Apache Spark and PySpark on Databricks: A Comprehensive Guide to IPL Data Analysis

Sapan Kumar Mohanty
6 min readAug 7, 2024

--

Welcome to the IPL Data Analysis project using Apache Spark and PySpark on Databricks! This project aims to demonstrate the power of big data processing and analytics using Spark, specifically focusing on IPL (Indian Premier League) cricket data. We will leverage the Databricks Community Edition for our computations and showcase how to analyze large datasets efficiently.

What is Apache Spark and PySpark?

Apache Spark is an open-source, distributed computing system that provides an interface for programming entire clusters with implicit data parallelism and fault tolerance. PySpark is the Python API for Spark, which allows you to write Spark applications using Python.

Differences between Apache Spark, PySpark, and Pandas

  • Apache Spark: A fast, distributed processing engine suitable for large-scale data processing tasks.
  • PySpark: The Python interface to Apache Spark, enabling Python developers to leverage Spark’s power.
  • Pandas: A Python library for data manipulation and analysis, ideal for small to medium-sized datasets. Unlike Spark, Pandas operates on a single machine.
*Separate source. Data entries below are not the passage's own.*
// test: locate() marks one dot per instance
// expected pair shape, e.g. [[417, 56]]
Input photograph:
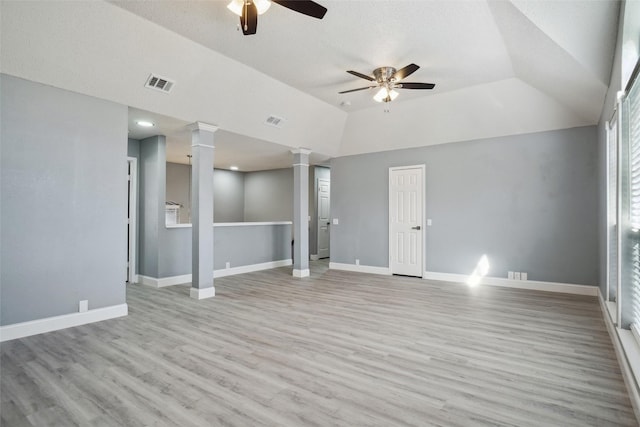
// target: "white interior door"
[[324, 208], [406, 227]]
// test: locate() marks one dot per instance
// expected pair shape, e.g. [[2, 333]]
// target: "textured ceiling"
[[500, 67]]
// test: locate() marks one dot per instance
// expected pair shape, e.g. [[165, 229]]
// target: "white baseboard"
[[301, 273], [186, 278], [360, 268], [533, 285], [164, 281], [203, 293], [48, 324], [628, 354]]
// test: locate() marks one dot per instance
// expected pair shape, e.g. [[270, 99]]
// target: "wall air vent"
[[162, 84], [274, 121]]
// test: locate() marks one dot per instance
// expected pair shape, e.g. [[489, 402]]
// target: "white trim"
[[360, 268], [423, 259], [301, 273], [164, 281], [232, 224], [178, 225], [197, 293], [186, 278], [48, 324], [203, 126], [567, 288], [628, 354], [251, 268], [133, 217]]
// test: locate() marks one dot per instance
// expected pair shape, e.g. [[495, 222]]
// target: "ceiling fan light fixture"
[[262, 5], [384, 94], [236, 6]]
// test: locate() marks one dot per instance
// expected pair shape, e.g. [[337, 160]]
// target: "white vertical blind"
[[612, 208], [633, 99]]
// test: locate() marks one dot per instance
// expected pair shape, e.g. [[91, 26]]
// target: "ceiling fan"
[[248, 10], [388, 79]]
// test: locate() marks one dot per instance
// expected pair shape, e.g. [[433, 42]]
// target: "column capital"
[[203, 126], [301, 151]]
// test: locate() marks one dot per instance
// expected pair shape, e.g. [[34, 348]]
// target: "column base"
[[197, 293], [301, 273]]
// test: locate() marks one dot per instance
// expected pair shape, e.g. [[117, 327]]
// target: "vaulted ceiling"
[[500, 67]]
Packages Used in This Project

  • pyspark: The Python API for Spark, enabling us to use Spark functionalities in Python.
  • pandas: A data manipulation library used for smaller data processing tasks.
  • matplotlib: A plotting library used for data visualization.
  • seaborn: A statistical data visualization library built on top of Matplotlib.
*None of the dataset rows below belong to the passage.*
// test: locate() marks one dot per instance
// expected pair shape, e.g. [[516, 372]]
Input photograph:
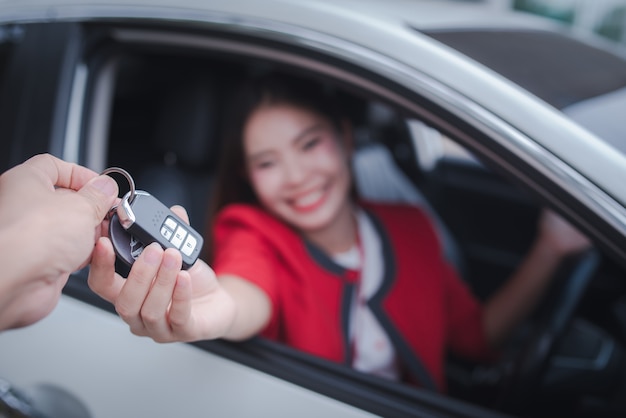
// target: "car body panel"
[[117, 374]]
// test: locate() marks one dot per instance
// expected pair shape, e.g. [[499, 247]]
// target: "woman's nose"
[[294, 171]]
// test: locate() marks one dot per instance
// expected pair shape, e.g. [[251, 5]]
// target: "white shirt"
[[373, 351]]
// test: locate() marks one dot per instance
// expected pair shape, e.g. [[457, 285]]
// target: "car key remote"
[[141, 219], [148, 220]]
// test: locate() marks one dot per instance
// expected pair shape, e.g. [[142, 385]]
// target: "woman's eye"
[[264, 164], [310, 143]]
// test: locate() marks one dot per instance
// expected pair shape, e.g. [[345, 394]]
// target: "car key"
[[141, 219]]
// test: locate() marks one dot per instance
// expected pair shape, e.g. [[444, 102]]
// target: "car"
[[482, 116]]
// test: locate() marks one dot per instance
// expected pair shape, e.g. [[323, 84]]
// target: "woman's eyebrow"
[[311, 129]]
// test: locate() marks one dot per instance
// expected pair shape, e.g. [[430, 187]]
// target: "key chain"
[[141, 219]]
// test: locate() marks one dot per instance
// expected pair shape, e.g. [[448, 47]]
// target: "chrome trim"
[[100, 115], [504, 134], [77, 98]]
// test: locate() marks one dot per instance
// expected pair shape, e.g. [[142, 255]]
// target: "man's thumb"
[[102, 192]]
✅Step 1: Create a Databricks Community Edition Account

  1. Visit the Databricks Community Edition website.
  2. Click on “Get Started for Free”.
  3. Fill in your details to create an account.
  4. Verify your email address and log in to Databricks.
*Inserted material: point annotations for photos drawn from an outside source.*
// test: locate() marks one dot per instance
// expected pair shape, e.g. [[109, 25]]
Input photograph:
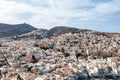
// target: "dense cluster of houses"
[[70, 56]]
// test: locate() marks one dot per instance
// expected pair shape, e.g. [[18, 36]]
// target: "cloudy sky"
[[100, 15]]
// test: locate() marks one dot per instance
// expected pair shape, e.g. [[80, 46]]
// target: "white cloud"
[[45, 13]]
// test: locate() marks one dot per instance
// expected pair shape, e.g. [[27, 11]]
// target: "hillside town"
[[70, 56]]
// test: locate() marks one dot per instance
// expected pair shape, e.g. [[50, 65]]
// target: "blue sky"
[[100, 15]]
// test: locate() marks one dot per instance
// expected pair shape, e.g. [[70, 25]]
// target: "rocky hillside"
[[7, 30], [61, 30]]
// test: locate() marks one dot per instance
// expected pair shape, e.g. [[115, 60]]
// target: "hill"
[[61, 30], [8, 30]]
✅Step 2: Create a New Cluster

  1. After logging in, click on “Clusters” in the left-hand menu.
  2. Click “Create Cluster”.
  3. Name your cluster (e.g., “IPL-Analysis-Cluster”).
  4. Select the appropriate Databricks runtime version.
  5. Click “Create Cluster”.

✅Step 3: Upload Data to Databricks

You can either upload the data files directly to Databricks or use S3 for storage.

a): Upload Data Directly to Databricks

  1. Click on “Data” in the left-hand menu.
  2. Click “Add Data” and select “Upload File”.
  3. Upload the IPL data CSV files.

OR

b): Use Amazon S3

  1. If you have your data stored in S3, you can access it directly from Databricks.
  2. Ensure you have the necessary AWS credentials configured.
  3. Use the following code snippet to read data from S3:

✅Step 4: Clone the Project Repository

  1. In your Databricks workspace, click on “Repos” in the left-hand menu.
  2. Click “Add Repo” and select “Clone Existing Repo”.
  3. Enter the URL of the repository: https://github.com/TravelXML/APACHE-SPARK-PYSPARK-DATABRICKS.git
  4. Click “Create Repo”.

✅Step 5: Open the Notebook

  1. Navigate to the cloned repository in the “Repos” section.
  2. Open the notebook file IPL_DATA_ANALYSIS_SPARK_SAP.ipynb.

Running through the code: ultimate code walk-through

Now, let’s dive into the code and understand each step of the analysis. You can follow along with the notebook file from the repository here.

  • Step 1: Import Necessary Modules and Functions from PySpark
  • Step 2: Create a Spark Session
  • Step 3: Define the Schema for the CSV Data
  • Step 4: Import S3 Public URL CSV Files into DataFrame
  • Step 5: Clean Up and Transform the Data
  • Step 6: Data Visualization

✅Step 1: Import Necessary Modules and Functions from PySpark

from pyspark.sql import SparkSession
from pyspark.sql.types import StructType, StructField, StringType, IntegerType
from pyspark.sql.functions import col
import matplotlib.pyplot as plt
import seaborn as sns

These imports are necessary for creating a Spark session, defining schema, handling data, and visualizing data with Matplotlib and Seaborn.

✅Step 2: Create a Spark Session

spark = SparkSession.builder.appName('IPL Data Analysis').getOrCreate()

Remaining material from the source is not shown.